The Reds seem to be getting ever stronger. In the better part of three seasons under Klopp, the team will have progressed from an eighth place, to a fourth, and somewhere between fourth and second. And their core is young and hungry. Of their regulars, only James Milner is over 30. And if you take Adam Lallana (29) and Dejan Lovren (28) out of the equation, there is no habitual starter older than 27.

In RB Leipzig midfielder Naby Keita, Liverpool has already secured another big piece for next season. Other big transfers will surely follow with the nine-figure profit from Philippe Coutinho’s January sale to Barcelona burning a hole in the club’s pocket.

(Getty)
(Getty)

Yet Liverpool can never quite keep up with its rivals. Because others will load up too. While the Reds addressed some major needs over the last two transfer windows, everybody else was improving too. Manchester United invested heavily to add still more stars to its squad. Manchester City spent hundreds of millions just to shore up its defense. Chelsea bought a handful of pricey players merely to provide cover.

And the Reds lost arguably their best player in Coutinho. That’s still Liverpool’s reality. Their biggest stars tend not to stick around to bring the club all the way back to its 1970s/1980s glory. Michael Owen and Xabi Alonso and Javier Mascherano and Fernando Torres and Luis Suarez and Raheem Sterling: They all left in their primes, or sooner.

The remainder of the vaunted attacking quartet that started the season together — Mohamed Salah, Sadio Mane and Roberto Firmino — seems committed to stay. But they all are until Real Madrid or Barcelona comes calling.

Liverpool never seems to improve quite quickly enough to close the gap, however small it gets, even though it’s the ninth-highest grossing club in the world — a shade behind Chelsea, but well behind Arsenal and the two Manchester clubs.

Klopp is popular with fans for his immutable passion and histrionics on the sideline. And the players, of course, have nice things to say about him. But he might never get them over the hump, through no real fault of his own. And if he never wins it, will he be seen as a failure?

[ Follow FC Yahoo on Twitter and Facebook ]

Surely not. Rafa Benitez never won the league with Liverpool. He placed in the top-4 four times in his six seasons in charge, from 2004-05 through 2009-10, coming third, third, fourth and second in consecutive years. But then he brought Liverpool to the Champions League final twice, winning the first time around in a miraculous comeback against AC Milan — which would get revenge in the rematch two years later. Benitez is remembered as a great modern Liverpool manager.

Klopp’s winning percentage of 53.38 percent stands as the second-best since Kenny Dalglish’s fabled (first) run from 1985 until early 1991. Only Benitez’s is better. And he’s on the verge of his second European final.

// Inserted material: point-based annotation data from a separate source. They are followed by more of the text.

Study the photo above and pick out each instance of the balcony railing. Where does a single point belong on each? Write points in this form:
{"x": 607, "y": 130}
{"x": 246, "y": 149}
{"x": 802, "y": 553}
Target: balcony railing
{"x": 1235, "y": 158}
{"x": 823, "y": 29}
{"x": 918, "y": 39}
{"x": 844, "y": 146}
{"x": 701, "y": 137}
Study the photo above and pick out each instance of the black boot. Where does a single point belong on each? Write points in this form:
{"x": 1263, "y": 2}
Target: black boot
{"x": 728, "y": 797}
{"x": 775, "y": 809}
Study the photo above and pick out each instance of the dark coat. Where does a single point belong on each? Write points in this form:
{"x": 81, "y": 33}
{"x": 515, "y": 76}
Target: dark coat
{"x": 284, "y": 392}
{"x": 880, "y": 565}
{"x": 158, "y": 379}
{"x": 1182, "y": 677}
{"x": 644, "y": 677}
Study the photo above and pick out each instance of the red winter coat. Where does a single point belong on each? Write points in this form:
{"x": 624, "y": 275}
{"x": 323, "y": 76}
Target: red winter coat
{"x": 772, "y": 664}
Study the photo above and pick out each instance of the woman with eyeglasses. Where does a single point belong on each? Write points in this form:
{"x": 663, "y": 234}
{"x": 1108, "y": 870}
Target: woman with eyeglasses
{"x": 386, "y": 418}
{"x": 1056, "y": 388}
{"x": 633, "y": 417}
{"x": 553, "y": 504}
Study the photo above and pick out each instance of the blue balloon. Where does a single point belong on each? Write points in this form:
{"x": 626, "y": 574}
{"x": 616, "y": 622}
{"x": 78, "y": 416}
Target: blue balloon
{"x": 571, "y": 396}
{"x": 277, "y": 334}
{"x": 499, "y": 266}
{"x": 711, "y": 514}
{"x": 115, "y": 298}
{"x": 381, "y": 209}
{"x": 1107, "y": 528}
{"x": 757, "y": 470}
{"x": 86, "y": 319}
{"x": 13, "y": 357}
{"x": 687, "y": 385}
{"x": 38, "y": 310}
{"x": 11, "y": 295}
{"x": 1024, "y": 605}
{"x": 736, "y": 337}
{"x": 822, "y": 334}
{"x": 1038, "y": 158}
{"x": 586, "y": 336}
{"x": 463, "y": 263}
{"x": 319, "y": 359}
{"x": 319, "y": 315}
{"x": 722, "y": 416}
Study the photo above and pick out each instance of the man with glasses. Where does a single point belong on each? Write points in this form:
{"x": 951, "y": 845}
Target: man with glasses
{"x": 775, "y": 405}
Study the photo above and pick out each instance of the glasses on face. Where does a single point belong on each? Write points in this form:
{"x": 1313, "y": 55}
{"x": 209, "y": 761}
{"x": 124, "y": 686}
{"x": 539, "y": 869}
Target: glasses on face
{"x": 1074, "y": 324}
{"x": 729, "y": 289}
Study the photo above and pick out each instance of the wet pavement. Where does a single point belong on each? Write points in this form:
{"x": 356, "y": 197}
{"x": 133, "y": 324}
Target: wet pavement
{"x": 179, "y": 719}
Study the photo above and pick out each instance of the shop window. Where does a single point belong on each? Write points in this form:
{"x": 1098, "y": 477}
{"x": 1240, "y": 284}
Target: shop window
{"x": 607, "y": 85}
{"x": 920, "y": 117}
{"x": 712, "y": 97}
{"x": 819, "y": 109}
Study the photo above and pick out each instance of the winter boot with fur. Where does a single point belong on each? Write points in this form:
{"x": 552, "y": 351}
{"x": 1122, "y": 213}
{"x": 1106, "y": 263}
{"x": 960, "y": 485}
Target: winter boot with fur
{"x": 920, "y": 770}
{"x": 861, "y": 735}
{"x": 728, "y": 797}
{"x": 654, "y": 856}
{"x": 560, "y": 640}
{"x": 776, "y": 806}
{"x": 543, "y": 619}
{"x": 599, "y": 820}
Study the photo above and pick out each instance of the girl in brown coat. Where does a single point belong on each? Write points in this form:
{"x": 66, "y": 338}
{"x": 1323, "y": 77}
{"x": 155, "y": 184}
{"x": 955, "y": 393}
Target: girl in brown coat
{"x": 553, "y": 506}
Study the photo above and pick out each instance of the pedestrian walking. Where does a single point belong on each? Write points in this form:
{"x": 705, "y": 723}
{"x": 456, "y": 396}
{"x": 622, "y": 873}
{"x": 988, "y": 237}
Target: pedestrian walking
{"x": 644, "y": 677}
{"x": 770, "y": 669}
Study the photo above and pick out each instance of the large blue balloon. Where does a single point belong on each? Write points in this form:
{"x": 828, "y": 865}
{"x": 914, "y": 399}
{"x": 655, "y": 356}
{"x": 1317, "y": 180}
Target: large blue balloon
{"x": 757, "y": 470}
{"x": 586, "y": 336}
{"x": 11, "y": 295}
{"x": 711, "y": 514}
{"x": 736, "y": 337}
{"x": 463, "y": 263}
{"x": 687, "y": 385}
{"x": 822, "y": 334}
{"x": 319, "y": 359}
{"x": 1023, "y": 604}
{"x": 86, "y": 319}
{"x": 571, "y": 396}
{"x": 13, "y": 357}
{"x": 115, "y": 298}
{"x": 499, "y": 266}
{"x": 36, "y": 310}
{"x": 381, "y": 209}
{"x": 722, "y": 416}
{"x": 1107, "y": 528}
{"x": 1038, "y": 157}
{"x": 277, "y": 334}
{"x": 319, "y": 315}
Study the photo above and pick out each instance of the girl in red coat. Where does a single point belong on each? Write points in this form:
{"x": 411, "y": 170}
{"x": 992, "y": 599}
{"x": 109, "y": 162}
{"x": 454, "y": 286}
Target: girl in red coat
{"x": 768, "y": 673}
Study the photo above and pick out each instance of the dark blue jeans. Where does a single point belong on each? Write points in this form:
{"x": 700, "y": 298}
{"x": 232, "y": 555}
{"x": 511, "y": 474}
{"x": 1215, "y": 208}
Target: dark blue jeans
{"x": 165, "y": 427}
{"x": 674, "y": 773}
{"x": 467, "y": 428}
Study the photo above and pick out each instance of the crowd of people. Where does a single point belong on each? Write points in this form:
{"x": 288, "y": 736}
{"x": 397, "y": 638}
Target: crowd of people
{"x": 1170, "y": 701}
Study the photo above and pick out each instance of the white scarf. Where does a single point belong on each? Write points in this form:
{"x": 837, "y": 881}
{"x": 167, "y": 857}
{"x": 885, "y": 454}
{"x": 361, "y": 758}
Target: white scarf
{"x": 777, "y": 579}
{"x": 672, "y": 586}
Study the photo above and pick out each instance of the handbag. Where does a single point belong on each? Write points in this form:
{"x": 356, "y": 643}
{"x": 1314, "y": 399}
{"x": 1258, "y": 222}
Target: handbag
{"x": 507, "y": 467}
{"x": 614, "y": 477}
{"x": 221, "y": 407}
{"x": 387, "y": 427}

The key here is context. Liverpool will likely never again dominate the way it did in the 1970s — four league titles and two European cups — or the 1980s — six league titles and two European cups. There’s a whole host of reasons for that, but it largely boils down to the league being a good deal more competitive now, and no longer prone to being dominated by one team for long stretches.

You can’t, therefore, measure Klopp against the Bob Paisleys and Bill Shankleys and Dalglishes. And absent the weighty prerequisite that he win the league, Klopp seems on his way to Liverpool greatness.